Now if something seems not quite right, it’s likely that you’ve noticed that the 1647 banning of Halloween and Blake’s time period (1757 – 1827) don’t quite line up. Regardless of the cancelation of the spirited holiday, the supernatural continued to thrive in English culture, and as we can tell through the biographies of Blake and the themes within his work— he didn’t completely shake the spooky spirit either.

Many of us have heard Blake referred to as a visionary, but until I joined the Blake Archive I didn’t realize the literalness of the description. Very early in his childhood, Blake began encountering “visions” not unlike those that we’d expect to see around Halloween. His first, appearing at the age of four, was God, who put his head to the window and “set [Blake] ascreamin'” (Bentley). Though most of them took the form of religious characters, such as angels in a tree (“About Blake”), abbeys suddenly filled with singing monks, or archangels that thoroughly enjoyed his works from heaven, not all of his encounters were benign.

“Did you ever see a ghost?” a friend once asked Blake. Despite regularly seeing what many of us would consider ghosts or apparitions, Blake responded that he had only seen one once. Standing one evening by the back door to his home in Lambeth, Blake happened to cast his eyes about the room and see a sinister figure which he described as “scaly, speckled, very awful” (Bentley 37) looming closer towards him. Terrified, Blake fled the house.

However terrified he might have been by that particular encounter, the supernatural continued to haunt both Blake and his work. In one of his more idiosyncratic pastimes, Blake and his friend John Varley would often hold nighttime séances in which the two would cast for figures of the past, and Blake would sketch them (Davis 146). Of these conjured specters, the most memorable figure is often considered to be the looming, bloodthirsty ghost of a flea. The corresponding painting, in all of its sinister and humanoid glory, is currently held in the Tate Collection.
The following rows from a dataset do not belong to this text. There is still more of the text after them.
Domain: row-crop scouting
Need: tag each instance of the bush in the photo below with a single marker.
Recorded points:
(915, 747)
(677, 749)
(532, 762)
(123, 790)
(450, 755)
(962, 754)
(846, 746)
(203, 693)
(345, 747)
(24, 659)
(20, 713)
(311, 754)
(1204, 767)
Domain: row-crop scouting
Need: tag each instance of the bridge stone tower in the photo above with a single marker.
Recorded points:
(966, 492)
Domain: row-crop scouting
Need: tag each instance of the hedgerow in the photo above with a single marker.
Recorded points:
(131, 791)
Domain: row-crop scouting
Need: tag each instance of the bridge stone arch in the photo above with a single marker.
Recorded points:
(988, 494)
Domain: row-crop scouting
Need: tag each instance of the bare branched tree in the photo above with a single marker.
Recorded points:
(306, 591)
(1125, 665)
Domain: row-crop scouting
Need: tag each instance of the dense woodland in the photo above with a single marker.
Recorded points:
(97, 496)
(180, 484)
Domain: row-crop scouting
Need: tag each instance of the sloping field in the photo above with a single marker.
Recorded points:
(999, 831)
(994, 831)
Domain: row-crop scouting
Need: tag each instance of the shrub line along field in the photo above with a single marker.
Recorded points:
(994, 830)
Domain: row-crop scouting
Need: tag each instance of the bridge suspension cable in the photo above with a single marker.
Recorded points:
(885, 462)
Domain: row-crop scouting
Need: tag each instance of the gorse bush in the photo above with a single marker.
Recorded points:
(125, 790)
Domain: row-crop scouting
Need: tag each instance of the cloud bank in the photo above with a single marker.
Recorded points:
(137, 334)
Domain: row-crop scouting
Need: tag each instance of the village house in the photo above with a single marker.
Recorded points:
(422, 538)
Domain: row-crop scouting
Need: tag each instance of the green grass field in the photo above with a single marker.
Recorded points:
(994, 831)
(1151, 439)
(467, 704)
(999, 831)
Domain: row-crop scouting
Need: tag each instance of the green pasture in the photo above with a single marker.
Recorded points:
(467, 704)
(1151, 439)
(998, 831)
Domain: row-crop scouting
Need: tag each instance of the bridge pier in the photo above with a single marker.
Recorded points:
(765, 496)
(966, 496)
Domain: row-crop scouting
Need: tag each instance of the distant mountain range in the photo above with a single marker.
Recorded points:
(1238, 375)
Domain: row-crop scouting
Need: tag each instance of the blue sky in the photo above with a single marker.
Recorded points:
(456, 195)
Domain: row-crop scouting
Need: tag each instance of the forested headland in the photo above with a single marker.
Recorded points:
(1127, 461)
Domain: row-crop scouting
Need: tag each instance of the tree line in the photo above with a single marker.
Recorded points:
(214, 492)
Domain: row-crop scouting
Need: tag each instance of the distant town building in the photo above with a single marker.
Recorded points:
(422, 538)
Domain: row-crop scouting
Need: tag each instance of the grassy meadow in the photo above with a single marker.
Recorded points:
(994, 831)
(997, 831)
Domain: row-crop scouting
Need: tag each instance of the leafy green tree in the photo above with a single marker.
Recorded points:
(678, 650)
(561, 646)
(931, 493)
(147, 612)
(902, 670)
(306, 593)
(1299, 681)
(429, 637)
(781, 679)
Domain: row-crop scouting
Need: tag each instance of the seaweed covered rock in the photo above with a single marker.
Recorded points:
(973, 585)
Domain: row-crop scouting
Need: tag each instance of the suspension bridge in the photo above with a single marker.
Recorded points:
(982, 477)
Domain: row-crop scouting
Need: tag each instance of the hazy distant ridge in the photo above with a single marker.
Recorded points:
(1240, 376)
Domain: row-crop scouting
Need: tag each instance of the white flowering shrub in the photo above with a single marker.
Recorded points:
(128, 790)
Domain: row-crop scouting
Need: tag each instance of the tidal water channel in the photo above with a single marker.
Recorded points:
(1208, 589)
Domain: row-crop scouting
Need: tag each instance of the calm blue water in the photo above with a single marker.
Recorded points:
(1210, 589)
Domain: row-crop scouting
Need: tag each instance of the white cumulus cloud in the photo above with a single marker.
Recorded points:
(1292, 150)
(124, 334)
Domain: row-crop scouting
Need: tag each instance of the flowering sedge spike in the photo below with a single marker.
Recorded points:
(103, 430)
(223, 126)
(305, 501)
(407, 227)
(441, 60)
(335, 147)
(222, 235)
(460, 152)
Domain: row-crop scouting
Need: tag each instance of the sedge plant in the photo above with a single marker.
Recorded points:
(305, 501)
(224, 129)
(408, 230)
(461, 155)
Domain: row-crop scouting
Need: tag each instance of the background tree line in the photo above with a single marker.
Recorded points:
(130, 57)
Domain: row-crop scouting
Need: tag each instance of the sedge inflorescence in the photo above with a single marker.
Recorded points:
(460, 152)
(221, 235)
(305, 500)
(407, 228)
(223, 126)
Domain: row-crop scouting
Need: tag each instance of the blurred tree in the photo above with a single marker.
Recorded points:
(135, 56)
The Gambols of Ghosts, Object 3, 1805

Whether one regards The Ghost of a Flea or The Gambols of Ghosts, Blake’s haunting works often give their viewers a shudder and a hope that these apparitions remain locked within Blake’s imagination, rather than beginning their prowl amidst the physical world this Halloween.

 

Works Cited

“About Blake.” The William Blake Archive, http://www.blakearchive.org/staticpage/biography. Accessed 16 October 2018.

Bentley, G. E., editor. William Blake: A Critical Heritage. Routledge, 2002.

Blake, William. The Ghost of a Flea c.1819-20, in Nigel Llewellyn and Christine Riding (eds.), The Art of the Sublime, Tate Research Publication, January 2013, https://www.tate.org.uk/art/research-publications/the-sublime/william-blake-the-ghost-of-a-flea-r1105542, accessed 17 October 2018.

Davis, Michael. William Blake: A New Kind of Man. University of California Press, 1977.